Pure Eve: no Dace is used at all. This requires a custom data flow analysis for some optimizations and also some state machine if control flow should be supported inside the DSL.
Eve for the part we know well (low-level, “multistage”-level optimization), Dace for full-program data flow optimizations. That is:
1. Transform some Eve IR to a Dace SDFG using library nodes (Eve IR can be stored directly within the library nodes).
2. Optimize the data flow in Dace without lowering.
3. Transform back to the same Eve IR and lower from there.
4. Perform low-level optimizations and code generation in Eve.
Leave Eve as soon as possible:
1. Transform some Eve IR (potentially pre-optimized) to a Dace SDFG using library nodes.
2. Optimize the data flow in Dace, perform all lowering in Dace, while keeping and using domain knowledge as long as possible (possibly multiple levels of library nodes).
3. Code generation using the Dace code generator. May require plugins to achieve all known domain-specific optimizations.
Leave Eve as late as possible, but use Dace code generators.
1. Perform all optimizations with Eve (using multiple levels of IRs).
2. Lower to a low-level SDFG-compatible Eve IR (not using library nodes), with all optimizations included (e.g. k-caches) and generate an SDFG from there.
3. Use the Dace code generator on this low-level SDFG, possibly applying general Dace transformations for further optimization before.

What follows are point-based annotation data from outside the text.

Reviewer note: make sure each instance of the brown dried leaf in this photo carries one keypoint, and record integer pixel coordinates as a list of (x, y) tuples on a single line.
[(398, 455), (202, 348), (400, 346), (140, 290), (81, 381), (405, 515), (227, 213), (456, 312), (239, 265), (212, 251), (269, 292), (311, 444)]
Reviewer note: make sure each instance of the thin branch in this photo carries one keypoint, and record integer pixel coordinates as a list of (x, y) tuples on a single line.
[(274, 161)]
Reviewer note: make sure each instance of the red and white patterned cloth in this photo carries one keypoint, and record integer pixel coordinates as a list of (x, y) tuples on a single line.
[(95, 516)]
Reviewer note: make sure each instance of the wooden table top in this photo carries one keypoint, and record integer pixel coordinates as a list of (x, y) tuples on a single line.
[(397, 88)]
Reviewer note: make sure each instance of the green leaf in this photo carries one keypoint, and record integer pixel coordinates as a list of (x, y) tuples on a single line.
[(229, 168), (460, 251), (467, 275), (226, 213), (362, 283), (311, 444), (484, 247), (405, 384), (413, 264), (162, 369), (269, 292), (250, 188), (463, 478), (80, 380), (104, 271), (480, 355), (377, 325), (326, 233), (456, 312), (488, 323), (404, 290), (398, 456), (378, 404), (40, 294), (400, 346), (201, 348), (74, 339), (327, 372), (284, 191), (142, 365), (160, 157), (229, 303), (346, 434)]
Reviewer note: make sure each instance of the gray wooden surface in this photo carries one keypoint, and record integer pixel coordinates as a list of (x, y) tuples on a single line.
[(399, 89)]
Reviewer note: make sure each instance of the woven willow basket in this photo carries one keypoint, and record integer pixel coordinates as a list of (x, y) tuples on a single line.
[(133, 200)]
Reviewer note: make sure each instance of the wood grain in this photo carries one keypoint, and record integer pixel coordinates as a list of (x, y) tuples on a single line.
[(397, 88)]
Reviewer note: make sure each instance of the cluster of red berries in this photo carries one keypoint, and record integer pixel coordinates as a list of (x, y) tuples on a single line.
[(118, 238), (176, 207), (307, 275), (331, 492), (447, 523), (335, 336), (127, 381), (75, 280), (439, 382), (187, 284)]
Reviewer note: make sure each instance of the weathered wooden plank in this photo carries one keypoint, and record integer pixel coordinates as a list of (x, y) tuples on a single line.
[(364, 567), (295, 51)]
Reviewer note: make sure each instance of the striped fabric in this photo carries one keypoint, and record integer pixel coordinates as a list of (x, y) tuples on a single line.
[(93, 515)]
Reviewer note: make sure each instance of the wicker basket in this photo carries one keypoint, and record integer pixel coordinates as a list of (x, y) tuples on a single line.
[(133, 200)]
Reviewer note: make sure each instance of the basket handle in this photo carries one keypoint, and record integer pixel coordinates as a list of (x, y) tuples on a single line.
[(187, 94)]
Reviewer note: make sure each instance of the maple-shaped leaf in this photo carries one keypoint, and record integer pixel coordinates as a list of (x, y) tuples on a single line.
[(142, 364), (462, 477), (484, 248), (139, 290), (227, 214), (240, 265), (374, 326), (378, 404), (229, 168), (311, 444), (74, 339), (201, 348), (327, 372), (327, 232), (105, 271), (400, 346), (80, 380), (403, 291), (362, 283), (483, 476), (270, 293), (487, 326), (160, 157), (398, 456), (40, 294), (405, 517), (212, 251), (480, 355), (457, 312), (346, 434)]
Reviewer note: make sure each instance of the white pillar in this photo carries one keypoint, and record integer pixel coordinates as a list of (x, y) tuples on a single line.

Some issues noticed during experimentation with GT4Py + Dace, that should not be forgotten:

Dace-related:

Code generation and compilation from Dace can be extremely slow, at least on Ault (where the file systems still seem to be quite bad). Debugging the GPU code generation was thus approximately as annoying as debugging GridTools meta-template programming stuff. There was not much time for investigations, just disabled some inspect.getframeinfo that sped up the Python-side quite a bit. But it looked like most time was spent in CMake and compilation, so probably not a problem of the Dace-internal transformations and thus improvable.

In general:

We should have a simple to use debugging functionality that can tell us that some untransformed code (and/or Numpy reference or so) produces the same output as the optimized one, given the same input (at least with some probability, i.e. with multiple executions on random input). When applying a whole chain of optimization passes, this system should be able to detect after which pass the output becomes wrong, which can be a pain to detect manually as soon as there are a few transformations applied. Such a thing could safe a huge amount of time when moving from simpler codes where everything works to more complex ones.
We probably need integration tests that make sure that all optimizations are applied as expected. At least tests at the complexity level of GTBench might be needed to make sure we don’t accidentally kill previously working optimizations.